El tema es de tal importancia que en un debate el martes se proyectó un montaje de video de ellos y de los otros candidatos demócratas, John Liu y Bill Thompson, repitiendo las palabras "clase media". Otros candidatos también han hablado de planes para ayudar a la gente a llegar a la clase media o mantenerse en ella.

Pero seguirle la pista a la clase media es complicado porque no hay una definición. Varias investigaciones concluyen que se ha reducido en Nueva York y el resto del país en los últimos 10 años, lo que mantiene una tendencia que data de la década de 1970. Otros estudios también concluyen que la mejoría en el nivel de vida se concentra cada vez más en el extremo superior del nivel de ingresos, un cambio particularmente pronunciado en Nueva York.

"La estratificación no es nueva, pero sí el nivel y las dimensiones", dice Fred Siegel, investigador del Instituto Manhattan, un grupo de estudios conservador.

Según un cálculo ampliamente usado en materia de desigualdad, llamado el Índice Gini, Nueva York supera a 14 de las grandes ciudades de Estados Unidos y el país como un todo, pareciéndose más a Paraguay y Tailandia, según cifras de la Oficina del Censo y la CIA.

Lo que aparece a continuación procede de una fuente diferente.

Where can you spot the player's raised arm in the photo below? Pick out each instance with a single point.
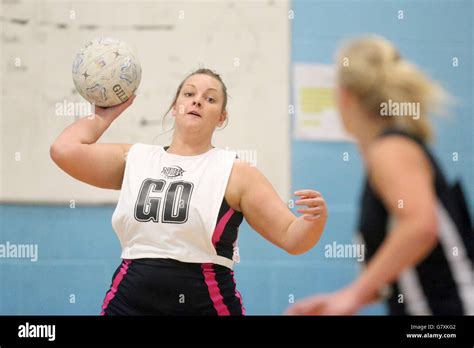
(75, 150)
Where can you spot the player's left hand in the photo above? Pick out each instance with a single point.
(316, 206)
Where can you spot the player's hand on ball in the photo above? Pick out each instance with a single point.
(314, 201)
(113, 112)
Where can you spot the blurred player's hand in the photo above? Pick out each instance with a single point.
(343, 302)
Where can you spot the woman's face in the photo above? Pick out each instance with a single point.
(198, 107)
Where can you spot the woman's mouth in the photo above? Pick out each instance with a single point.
(194, 113)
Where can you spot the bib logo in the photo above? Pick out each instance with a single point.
(173, 172)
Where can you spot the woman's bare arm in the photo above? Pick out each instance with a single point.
(75, 150)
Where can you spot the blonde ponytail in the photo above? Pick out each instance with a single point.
(372, 69)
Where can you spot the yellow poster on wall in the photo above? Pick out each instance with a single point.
(316, 116)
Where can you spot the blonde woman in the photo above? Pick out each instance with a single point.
(180, 206)
(416, 228)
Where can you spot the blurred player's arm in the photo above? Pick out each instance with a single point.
(403, 178)
(75, 150)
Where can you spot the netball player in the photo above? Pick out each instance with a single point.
(416, 228)
(180, 206)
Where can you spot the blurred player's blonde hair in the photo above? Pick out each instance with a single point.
(371, 68)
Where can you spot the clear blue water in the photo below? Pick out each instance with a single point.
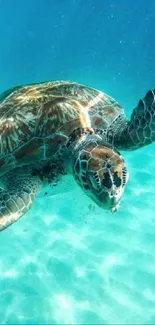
(68, 261)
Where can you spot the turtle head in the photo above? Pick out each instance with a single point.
(101, 172)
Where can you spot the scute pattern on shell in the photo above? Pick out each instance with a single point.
(42, 110)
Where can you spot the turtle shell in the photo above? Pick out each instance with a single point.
(36, 119)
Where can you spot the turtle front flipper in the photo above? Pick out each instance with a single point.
(140, 130)
(18, 195)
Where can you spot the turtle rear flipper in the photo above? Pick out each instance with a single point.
(140, 130)
(17, 197)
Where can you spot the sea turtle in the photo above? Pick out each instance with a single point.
(51, 128)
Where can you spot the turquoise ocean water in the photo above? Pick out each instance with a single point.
(67, 261)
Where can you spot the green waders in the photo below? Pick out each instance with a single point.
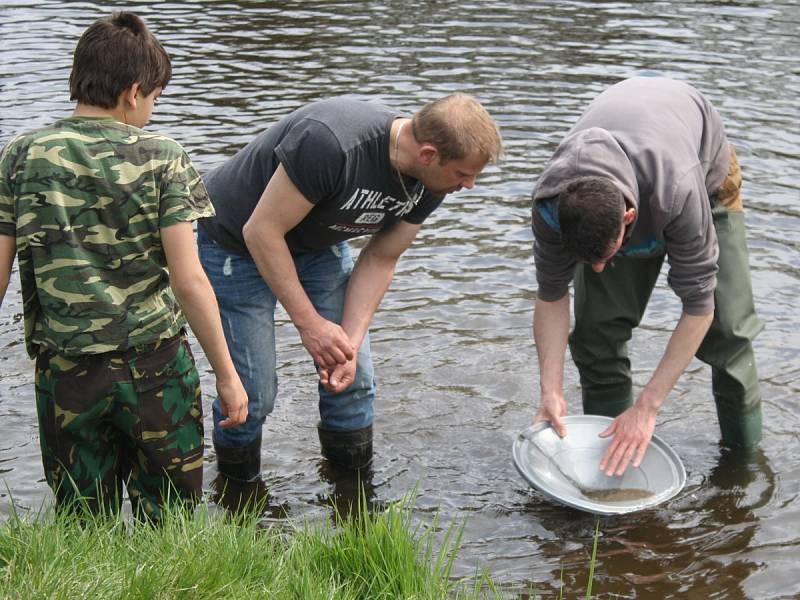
(610, 304)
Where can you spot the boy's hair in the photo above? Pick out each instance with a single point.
(458, 126)
(590, 215)
(114, 53)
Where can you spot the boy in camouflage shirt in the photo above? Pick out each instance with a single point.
(100, 215)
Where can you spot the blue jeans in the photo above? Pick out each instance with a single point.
(247, 308)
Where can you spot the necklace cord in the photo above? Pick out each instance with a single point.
(397, 163)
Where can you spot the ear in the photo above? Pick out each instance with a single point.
(427, 153)
(629, 216)
(129, 94)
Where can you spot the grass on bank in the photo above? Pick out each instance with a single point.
(210, 555)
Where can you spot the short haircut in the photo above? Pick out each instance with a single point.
(114, 53)
(459, 126)
(590, 215)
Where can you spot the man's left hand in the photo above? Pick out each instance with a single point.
(339, 378)
(632, 431)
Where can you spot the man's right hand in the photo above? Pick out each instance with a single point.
(327, 343)
(233, 401)
(552, 408)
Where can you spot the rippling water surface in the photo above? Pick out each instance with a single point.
(452, 342)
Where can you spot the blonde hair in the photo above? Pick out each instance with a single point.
(458, 125)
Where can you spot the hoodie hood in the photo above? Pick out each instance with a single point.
(586, 153)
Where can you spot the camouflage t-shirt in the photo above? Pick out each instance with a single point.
(85, 199)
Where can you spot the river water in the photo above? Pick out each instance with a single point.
(452, 341)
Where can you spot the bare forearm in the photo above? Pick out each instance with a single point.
(276, 266)
(371, 278)
(682, 346)
(550, 333)
(199, 305)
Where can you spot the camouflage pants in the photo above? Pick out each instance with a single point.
(132, 417)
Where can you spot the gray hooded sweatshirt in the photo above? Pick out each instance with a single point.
(663, 144)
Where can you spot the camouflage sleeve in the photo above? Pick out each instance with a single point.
(183, 194)
(8, 225)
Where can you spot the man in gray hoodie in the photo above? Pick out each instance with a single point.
(646, 172)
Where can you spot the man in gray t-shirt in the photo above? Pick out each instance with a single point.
(646, 173)
(286, 205)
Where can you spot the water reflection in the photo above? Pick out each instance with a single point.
(452, 342)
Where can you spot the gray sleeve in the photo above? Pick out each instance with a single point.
(692, 249)
(554, 266)
(313, 159)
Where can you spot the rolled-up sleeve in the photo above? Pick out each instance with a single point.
(554, 266)
(692, 249)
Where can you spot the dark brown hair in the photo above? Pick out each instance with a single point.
(590, 213)
(114, 53)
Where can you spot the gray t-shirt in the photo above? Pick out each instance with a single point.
(336, 152)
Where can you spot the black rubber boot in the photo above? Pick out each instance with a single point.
(239, 463)
(351, 450)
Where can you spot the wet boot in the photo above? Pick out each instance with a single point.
(239, 463)
(349, 450)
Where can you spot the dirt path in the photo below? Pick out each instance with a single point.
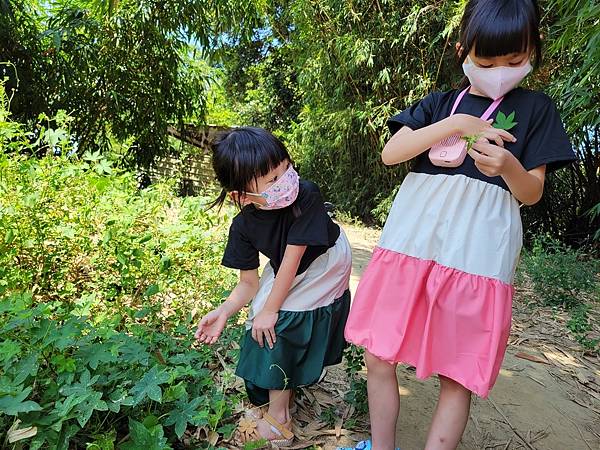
(553, 404)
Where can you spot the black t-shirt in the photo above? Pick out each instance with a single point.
(305, 222)
(541, 137)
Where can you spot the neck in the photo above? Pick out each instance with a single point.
(474, 91)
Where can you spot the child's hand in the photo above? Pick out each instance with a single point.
(211, 326)
(263, 328)
(491, 160)
(467, 125)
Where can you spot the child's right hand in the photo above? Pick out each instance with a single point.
(211, 326)
(467, 125)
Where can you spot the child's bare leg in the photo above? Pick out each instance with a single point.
(279, 409)
(384, 402)
(450, 416)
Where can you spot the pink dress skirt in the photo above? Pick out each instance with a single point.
(437, 293)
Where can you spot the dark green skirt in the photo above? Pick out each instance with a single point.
(307, 341)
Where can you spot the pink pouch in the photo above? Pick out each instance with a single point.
(451, 152)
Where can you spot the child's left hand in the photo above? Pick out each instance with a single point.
(263, 328)
(491, 160)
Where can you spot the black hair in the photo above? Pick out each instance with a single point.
(501, 27)
(242, 155)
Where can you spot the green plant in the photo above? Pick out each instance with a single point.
(357, 394)
(580, 326)
(100, 286)
(560, 274)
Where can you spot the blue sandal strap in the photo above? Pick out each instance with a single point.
(362, 445)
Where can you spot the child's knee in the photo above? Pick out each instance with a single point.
(449, 385)
(376, 365)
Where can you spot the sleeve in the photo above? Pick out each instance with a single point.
(310, 225)
(239, 252)
(546, 140)
(419, 115)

El proverbial "1%" de los núcleos familiares en la escala de ingresos de Nueva York --que comienza en alrededor de 500.000 dólares-- ganó aproximadamente 36% de todo el ingreso en 2011. Eso es tres veces la cifra de 1980, según información fiscal estatal analizada por el Instituto de Política Fiscal, un centro de investigaciones de tendencia liberal.

A nivel nacional, ese 1% creció más modestamente, de 10% a 20%.

Y en lo referente a la clase media, una medida básica --el ingreso familiar medio, ajustado a la inflación-- declinó en aproximadamente 4% en la ciudad entre 1999 y 2011, a unos 49.500 dólares, según información del Censo.